How water treatment contributes to the circular economy

The circular economy could mean a design overhaul for some of the world’s essential systems. But how about water treatment plants? The answer lies in designing for efficiency, reusing resources, and revitalizing natural systems.
Farmer holding white bucket standing in muddy fields.

Before we jump into the role of water management in the circular economy, you might be wondering, what exactly is the circular economy? The circular economy means moving away from today’s linear model of production and consumption based on “take, make, waste” ─ people take resources from the environment, make and use goods, then waste resources by throwing them away. In this linear model, the lifecycle of most resources is cradle-to-grave. And as global consumption grows, this model puts significant pressure on our planet and, ultimately, reduces our shared natural resources.

By contrast, a circular economy has no beginning or end. Resources are used more efficiently and for as long as possible. When their useful life is over, they are renewed or put to a new purpose. The lifecycle is cradle-to-cradle by design. It significantly improves resource efficiency.

Improving an already circular system

Of course, the water cycle is already circular. Cycle is in the name. So, if you’re operating a wastewater treatment plant, you might be wondering what else you can do. How does water treatment play a role in the circular economy?

At Kemira, we take our cue from the United Nations Sustainable Development Goals (SDGs), a global roadmap for sustainability and prosperity based on 17 interlinked goals. UN SDG 12 is dedicated to sustainable consumption and production.

Based on the principles of SDG 12, we believe there are several ways to make water management even better: designing out waste, keeping products and materials in use, and regenerating natural systems.

Read more about SDG 12 at Kemira.

Design for low or no waste

While many aspects of water treatment do indeed reflect the cyclical nature of water, municipal water operators that adopt a circular mindset by designing for low or no waste can open the door to new opportunities. We see one area of interest for wastewater treatment plants (WWTPs) in particular: biogas from sewage sludge.

“Biogas is becoming an increasingly valuable byproduct of the wastewater treatment process. Using a byproduct to power the process creates a circular economy. It can also be a source of additional revenue for the plant,” explains Ricardo Colon, one of Kemira’s advanced water treatment experts. Biogas production will lower waste while enabling WWTPs to become more energy self-sufficient.

Using a byproduct to power the process creates a circular economy.

Another way to lower waste is to implement smart water treatment technology. Real-time, automated processes optimize resource use.

Making the most of all materials

When designing for the circular economy, water treatment facilities can also identify ways to collaborate across industries to recycle and reuse.

Consider this. 70–80% of all raw materials used in Kemira’s coagulant manufacturing are recycled by-products from other industries. In Finland, we have even gone a step further and started mining a landfill that contains several million tons of ferrous sulphate raw material. In other words, we are putting 30 years of industrial by-product back to use.

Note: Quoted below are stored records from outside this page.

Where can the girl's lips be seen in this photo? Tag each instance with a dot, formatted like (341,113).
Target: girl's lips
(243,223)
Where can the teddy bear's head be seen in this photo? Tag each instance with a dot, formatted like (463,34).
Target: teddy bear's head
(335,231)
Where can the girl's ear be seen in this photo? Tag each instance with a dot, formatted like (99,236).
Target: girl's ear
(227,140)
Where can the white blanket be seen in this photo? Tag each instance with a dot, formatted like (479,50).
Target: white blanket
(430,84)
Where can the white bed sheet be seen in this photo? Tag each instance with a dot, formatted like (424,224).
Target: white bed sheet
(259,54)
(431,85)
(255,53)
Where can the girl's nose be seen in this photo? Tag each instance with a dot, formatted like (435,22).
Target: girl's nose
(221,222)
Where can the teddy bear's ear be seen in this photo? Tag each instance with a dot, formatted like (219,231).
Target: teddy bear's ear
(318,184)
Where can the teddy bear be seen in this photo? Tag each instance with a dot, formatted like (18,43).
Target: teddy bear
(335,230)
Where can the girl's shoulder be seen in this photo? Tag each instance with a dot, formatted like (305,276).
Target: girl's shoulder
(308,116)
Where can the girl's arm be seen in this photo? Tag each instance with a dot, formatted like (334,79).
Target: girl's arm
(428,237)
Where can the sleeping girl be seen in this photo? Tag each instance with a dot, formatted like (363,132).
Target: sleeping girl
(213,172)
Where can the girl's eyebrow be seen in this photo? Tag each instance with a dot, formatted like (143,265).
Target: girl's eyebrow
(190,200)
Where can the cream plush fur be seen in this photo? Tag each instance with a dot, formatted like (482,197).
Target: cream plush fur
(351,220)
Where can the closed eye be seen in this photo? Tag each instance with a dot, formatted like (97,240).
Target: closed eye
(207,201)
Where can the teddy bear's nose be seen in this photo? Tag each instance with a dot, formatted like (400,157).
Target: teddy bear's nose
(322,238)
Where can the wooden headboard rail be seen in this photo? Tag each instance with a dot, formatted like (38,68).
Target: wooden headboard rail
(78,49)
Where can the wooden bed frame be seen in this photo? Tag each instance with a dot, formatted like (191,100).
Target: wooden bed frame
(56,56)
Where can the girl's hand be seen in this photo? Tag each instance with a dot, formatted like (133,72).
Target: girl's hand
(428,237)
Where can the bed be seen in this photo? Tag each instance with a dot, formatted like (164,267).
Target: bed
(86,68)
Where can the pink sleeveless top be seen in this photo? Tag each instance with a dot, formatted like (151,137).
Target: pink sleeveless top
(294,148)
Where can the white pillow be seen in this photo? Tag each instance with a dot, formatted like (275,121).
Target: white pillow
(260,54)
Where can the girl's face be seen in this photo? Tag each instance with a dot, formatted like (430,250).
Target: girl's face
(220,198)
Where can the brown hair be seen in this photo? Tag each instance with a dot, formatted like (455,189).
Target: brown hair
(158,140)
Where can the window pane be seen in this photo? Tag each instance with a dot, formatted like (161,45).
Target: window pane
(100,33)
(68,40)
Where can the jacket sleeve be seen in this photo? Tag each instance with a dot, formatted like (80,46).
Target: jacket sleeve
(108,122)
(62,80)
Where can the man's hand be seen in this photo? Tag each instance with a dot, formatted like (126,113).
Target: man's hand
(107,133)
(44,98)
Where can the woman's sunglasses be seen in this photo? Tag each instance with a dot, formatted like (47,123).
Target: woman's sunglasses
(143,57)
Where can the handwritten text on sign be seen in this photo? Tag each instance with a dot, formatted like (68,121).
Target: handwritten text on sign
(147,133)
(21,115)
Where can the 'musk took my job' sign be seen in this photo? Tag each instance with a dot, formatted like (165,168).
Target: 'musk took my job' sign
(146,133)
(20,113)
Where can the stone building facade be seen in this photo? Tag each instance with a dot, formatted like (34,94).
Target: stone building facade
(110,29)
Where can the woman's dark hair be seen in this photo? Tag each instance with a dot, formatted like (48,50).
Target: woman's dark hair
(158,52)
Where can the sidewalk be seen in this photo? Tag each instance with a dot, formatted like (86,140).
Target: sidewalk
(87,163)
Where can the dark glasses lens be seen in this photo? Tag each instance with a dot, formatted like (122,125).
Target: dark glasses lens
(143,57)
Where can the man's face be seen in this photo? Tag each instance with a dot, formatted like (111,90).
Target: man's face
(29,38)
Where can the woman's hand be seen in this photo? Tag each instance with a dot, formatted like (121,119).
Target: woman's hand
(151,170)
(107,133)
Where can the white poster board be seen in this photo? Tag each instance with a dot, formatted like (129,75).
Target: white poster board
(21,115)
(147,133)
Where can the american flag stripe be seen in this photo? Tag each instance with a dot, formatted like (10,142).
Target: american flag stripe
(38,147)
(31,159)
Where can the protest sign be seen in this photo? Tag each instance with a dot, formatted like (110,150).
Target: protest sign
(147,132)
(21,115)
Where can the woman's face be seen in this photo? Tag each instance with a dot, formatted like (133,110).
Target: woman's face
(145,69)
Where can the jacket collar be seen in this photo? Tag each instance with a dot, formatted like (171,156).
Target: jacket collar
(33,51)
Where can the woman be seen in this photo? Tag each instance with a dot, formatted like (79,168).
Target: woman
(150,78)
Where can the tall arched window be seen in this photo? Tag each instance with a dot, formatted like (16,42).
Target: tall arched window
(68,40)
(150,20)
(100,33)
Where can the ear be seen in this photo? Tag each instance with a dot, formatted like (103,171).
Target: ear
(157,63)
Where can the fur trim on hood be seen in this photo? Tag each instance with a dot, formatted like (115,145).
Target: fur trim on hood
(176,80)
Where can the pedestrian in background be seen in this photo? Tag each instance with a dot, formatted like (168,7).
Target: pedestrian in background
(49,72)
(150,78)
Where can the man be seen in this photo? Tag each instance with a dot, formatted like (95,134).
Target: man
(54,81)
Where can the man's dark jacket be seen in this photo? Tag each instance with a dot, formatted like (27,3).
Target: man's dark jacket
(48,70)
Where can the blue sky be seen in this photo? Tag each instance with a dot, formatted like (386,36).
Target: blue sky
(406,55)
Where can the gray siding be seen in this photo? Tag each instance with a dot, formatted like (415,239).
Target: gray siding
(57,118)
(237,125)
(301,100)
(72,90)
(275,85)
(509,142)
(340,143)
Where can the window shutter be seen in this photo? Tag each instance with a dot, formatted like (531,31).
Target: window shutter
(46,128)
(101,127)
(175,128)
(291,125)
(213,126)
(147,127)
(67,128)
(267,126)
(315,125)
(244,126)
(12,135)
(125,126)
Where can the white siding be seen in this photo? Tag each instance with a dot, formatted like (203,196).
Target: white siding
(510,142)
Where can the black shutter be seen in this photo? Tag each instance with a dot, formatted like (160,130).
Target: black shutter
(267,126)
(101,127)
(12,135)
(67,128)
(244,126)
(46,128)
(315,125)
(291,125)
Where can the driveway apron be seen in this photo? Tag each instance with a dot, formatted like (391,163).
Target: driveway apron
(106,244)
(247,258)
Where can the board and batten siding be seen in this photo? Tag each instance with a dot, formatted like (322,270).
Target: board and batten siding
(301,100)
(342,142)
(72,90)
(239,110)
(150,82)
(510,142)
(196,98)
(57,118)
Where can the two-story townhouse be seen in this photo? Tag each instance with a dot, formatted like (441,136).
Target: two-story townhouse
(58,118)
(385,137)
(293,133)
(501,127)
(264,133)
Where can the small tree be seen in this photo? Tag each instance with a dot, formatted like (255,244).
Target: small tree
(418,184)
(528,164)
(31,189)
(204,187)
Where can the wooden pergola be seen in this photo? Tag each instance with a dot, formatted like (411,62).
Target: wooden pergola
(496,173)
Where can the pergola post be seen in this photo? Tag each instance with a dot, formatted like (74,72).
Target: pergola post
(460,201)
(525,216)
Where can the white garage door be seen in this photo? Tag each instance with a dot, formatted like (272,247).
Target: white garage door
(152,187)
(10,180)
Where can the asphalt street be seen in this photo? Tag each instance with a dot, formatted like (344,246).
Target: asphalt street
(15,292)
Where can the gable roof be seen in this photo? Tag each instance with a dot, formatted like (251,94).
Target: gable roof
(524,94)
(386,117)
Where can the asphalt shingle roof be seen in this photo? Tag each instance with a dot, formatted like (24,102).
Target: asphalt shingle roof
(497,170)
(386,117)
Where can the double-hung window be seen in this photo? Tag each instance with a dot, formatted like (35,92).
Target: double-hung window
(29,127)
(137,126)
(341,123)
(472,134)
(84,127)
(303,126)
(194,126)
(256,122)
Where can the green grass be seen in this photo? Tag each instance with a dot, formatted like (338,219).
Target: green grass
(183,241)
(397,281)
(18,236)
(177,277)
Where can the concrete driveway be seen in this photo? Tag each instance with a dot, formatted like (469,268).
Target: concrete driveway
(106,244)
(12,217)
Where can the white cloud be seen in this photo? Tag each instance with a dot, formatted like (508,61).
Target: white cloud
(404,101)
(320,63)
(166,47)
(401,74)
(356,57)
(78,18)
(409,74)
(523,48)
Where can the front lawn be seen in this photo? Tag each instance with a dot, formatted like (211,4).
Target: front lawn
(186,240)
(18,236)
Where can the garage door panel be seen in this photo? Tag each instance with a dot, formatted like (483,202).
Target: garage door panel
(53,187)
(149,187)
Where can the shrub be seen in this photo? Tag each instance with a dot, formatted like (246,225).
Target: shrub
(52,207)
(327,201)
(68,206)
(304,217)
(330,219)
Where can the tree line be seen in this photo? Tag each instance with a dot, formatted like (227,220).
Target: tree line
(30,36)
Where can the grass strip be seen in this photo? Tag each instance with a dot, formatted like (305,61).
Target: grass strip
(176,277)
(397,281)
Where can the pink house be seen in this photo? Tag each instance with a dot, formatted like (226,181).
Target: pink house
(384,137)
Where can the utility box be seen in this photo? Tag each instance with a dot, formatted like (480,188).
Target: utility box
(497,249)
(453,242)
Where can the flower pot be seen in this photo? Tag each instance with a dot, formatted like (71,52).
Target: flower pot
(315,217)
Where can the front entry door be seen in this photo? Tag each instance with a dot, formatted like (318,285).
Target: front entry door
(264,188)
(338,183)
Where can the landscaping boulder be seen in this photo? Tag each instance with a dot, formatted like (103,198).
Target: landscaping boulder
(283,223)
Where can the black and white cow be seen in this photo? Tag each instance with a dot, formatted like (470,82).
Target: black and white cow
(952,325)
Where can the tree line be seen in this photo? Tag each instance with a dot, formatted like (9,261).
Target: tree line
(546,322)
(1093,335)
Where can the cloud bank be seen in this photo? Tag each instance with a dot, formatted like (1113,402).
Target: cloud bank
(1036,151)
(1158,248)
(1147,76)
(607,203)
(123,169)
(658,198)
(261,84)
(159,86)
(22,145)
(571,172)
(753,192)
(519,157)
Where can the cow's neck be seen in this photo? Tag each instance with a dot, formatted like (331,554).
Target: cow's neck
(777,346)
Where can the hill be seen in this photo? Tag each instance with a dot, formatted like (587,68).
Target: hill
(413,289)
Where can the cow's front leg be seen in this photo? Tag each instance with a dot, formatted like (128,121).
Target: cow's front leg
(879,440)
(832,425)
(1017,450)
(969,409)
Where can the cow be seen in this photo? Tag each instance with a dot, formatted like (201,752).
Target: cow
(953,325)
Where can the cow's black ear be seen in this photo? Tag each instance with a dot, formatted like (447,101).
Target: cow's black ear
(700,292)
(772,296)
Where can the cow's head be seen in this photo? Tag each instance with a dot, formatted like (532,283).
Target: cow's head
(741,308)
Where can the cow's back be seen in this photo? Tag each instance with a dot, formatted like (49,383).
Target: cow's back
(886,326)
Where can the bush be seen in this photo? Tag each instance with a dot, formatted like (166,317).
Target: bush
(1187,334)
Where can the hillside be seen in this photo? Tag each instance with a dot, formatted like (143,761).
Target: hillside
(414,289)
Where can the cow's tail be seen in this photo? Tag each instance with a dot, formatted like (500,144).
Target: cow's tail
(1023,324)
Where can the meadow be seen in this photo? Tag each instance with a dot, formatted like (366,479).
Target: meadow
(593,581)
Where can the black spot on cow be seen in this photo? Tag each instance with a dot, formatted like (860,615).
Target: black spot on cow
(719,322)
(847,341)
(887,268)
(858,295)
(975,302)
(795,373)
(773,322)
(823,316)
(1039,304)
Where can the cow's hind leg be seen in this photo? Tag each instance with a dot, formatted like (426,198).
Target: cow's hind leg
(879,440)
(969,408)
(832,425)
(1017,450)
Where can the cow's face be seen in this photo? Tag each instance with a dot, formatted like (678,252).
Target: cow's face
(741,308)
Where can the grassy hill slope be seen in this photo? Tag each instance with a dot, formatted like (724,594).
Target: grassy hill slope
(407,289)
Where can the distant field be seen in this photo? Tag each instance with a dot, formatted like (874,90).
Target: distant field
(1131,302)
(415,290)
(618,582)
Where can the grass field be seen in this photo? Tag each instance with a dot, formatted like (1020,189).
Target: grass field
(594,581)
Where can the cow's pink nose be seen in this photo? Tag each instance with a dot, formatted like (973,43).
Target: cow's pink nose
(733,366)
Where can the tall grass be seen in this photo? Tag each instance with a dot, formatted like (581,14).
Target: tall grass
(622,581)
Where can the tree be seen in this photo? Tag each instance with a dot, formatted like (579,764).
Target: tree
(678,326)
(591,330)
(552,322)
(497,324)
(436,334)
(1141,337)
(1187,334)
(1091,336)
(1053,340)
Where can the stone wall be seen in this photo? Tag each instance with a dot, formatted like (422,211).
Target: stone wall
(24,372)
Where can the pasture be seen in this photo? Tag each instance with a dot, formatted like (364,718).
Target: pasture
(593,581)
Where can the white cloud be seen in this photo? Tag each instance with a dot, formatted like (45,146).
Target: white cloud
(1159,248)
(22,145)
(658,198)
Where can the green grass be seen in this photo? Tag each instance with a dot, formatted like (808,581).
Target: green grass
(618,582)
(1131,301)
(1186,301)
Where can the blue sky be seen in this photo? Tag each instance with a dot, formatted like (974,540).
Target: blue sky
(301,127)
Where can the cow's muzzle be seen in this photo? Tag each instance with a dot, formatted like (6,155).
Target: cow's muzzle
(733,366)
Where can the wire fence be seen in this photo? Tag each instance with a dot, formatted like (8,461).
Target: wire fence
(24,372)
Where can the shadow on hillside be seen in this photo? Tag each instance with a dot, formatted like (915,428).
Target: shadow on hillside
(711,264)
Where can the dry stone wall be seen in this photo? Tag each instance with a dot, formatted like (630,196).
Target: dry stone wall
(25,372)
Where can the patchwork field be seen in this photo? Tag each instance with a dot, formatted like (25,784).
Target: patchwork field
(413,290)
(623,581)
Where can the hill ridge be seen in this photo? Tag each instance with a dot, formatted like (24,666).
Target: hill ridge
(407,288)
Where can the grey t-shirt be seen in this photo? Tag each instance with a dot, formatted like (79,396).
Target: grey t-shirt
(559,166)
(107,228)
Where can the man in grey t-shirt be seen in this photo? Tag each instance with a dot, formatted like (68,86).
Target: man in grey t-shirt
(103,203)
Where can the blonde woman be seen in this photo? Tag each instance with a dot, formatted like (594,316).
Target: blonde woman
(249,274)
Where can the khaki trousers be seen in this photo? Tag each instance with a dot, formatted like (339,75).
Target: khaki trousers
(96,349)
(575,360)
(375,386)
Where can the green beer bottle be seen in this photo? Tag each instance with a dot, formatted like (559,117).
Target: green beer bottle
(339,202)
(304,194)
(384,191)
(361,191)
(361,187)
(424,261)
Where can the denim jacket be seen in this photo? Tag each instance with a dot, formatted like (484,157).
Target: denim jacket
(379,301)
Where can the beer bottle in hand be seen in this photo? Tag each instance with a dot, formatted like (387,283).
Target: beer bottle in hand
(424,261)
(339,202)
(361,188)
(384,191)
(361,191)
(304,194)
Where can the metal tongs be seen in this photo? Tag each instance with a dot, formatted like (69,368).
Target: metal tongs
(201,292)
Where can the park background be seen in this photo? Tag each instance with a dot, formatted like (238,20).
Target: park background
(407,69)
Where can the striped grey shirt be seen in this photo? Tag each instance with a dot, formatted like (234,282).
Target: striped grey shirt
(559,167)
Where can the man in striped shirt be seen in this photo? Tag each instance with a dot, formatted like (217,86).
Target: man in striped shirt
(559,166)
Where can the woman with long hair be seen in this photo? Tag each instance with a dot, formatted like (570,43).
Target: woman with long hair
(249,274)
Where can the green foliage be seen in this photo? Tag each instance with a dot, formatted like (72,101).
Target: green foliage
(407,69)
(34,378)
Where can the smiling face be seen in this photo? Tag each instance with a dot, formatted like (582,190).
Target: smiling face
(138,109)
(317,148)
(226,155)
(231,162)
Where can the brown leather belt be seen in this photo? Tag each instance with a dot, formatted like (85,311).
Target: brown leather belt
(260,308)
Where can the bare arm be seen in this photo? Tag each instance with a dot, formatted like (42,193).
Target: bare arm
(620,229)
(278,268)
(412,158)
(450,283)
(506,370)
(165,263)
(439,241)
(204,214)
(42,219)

But you don’t need a landfill nearby to find opportunities. Perhaps something that hits closer to home for some WWTPs is water reuse.  This, too, is an example of keeping a resource in use. WWTPs can distribute purified water for irrigation and other purposes instead of returning it to natural waterways. This would help certain water-stressed communities that are battling more frequent and severe droughts due to climate change.

Regenerating natural systems

The circular economy must consider natural systems and design with regeneration in mind. WWTPs already do this by ensuring effluent is safe for local waterways. But we can think of at least one other area worthy of attention and that’s nutrient recovery and recycling – particularly phosphorus.  Farming and forestry often deplete soils of nutrients. Sludge from WWTPs is full of phosphorous; why don’t we capture it and put it back in circulation? Not only does it regenerate the soil, it supports sustainable food production by restoring soil quality and reducing reliance on phosphorous from mines.

Collaborating for a circular economy

At Kemira, we believe there are many opportunities for water treatment facilities to contribute to UN SDG 12. Collaboration across the supply chain will be key. At Kemira, we’re integrating circularity into our own strategy and working with water industry partners to make the most of our world’s shared natural resources.